C’è un profondo spirito in America che è contrario al ritorno dei Clinton alla Casa Bianca. Con lo scandalo delle mail private ha fatto una grave violazione della privacy e ha riaffermato come il marito che i Clinton non rispettano le regole.
Addirittura?
I Clinton sono bravi a governare, lo fanno bene, ma sono bugiardi. Molti non la voteranno per questo, ha una opposizione molto dura nel Partito democratico.
Mettiamo che invece vinca. Come opererà la Clinton, in discontinuità o continuità con la politica di Obama?

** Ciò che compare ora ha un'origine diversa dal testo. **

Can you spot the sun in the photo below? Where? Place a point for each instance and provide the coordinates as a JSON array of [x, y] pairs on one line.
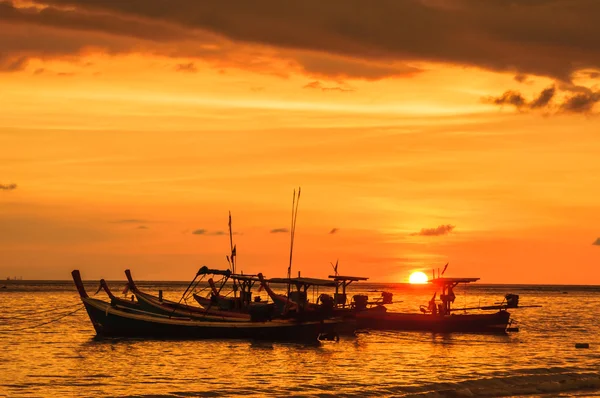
[[418, 277]]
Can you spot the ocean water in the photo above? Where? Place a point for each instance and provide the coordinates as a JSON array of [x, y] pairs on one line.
[[63, 358]]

Non ci sarà continuità con Obama chiunque vinca. Le elezioni per il Congresso hanno fatto vedere che il popolo americano si oppone all’intera linea di Obama sia in politica estera che interna. C’è opposizione contro tutte le politiche di Obama. Chiunque vinca, repubblicano o democratico, ci sarà forte discontinuità. Hillary Clinton poi rispetto a Obama è molto più a destra.
Che cosa resta dello slogan “We can change”, otto anni dopo?

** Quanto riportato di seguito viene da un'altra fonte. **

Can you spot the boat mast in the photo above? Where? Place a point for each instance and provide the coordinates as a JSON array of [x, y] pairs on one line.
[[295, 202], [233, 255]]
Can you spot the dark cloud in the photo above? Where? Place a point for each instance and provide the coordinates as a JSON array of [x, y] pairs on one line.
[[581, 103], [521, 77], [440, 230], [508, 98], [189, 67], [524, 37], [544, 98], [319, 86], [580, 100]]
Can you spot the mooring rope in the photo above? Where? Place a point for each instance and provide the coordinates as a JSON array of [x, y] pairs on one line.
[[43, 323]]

Resta una politica estera debole e inefficace e una politica interna che non ha risolto le grandi problematiche, ma le ha complicate, vedi la legge sanitaria, l’Obamacare. La vittoria repubblicana al Congresso è il rifiuto dell’Obamacare, gli americani non vogliono diventare dei socialdemocratici europei, non vogliono l’istituto del welfare, non vogliono questa interpretazione della vita in stile europeo. Non vogliono pagare le tasse per sostenere un grosso welfare state.

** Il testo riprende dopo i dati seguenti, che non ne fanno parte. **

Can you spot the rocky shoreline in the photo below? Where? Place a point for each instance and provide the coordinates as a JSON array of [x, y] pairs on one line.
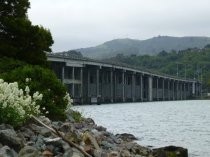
[[35, 140]]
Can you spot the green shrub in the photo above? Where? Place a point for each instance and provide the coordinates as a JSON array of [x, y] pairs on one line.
[[44, 81], [16, 105], [8, 64]]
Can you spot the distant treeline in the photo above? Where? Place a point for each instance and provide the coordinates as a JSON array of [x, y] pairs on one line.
[[189, 63]]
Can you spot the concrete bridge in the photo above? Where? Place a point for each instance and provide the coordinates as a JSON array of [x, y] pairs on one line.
[[90, 81]]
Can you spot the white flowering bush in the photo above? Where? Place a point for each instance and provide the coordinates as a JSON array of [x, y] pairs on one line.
[[16, 105], [69, 101]]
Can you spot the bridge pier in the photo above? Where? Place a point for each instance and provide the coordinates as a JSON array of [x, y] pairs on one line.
[[150, 98], [94, 82]]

A proposito dei repubblicani, che ne pensa della candidatura di Rand Paul?
Ha molto modificato le sue posizioni e adesso offre una versione dello spirito americano classico antistatalista e antifederalista. E’ molto popolare e può vincere. Non è un populista ha una visione molto pratica, ridurre cioè il potere dello stato e di tutte le entità pubbliche e anche la riduzione del potere federale. Per lui ad agire devono essere i privati, non lo stato, e sa prendere posizioni responsabili. La sua candidatura può avere molto sostegno, ma il suo handicap è che non è parte dell’establishment, non ha una grande squadra elettorale e inoltre è una debolezza non essere un governatore.
Con un nuovo inquilino alla Casa Bianca, che cosa succederà alla questione dei diritti gay?
Non si tornerà ovviamente indietro, ma non si andrà neppure più avanti di così. Non si continuerà sulla strada di Obama, ad esempio la sua ultima folle idea di vietare alle organizzazioni religiose di “convertire” gay o transgender, cioè avere colloqui e terapie per far loro cambiare approccio, come ha promesso in questi giorni. La sua è una evidente interferenza di potere nelle libertà che nessuno accetterà mai.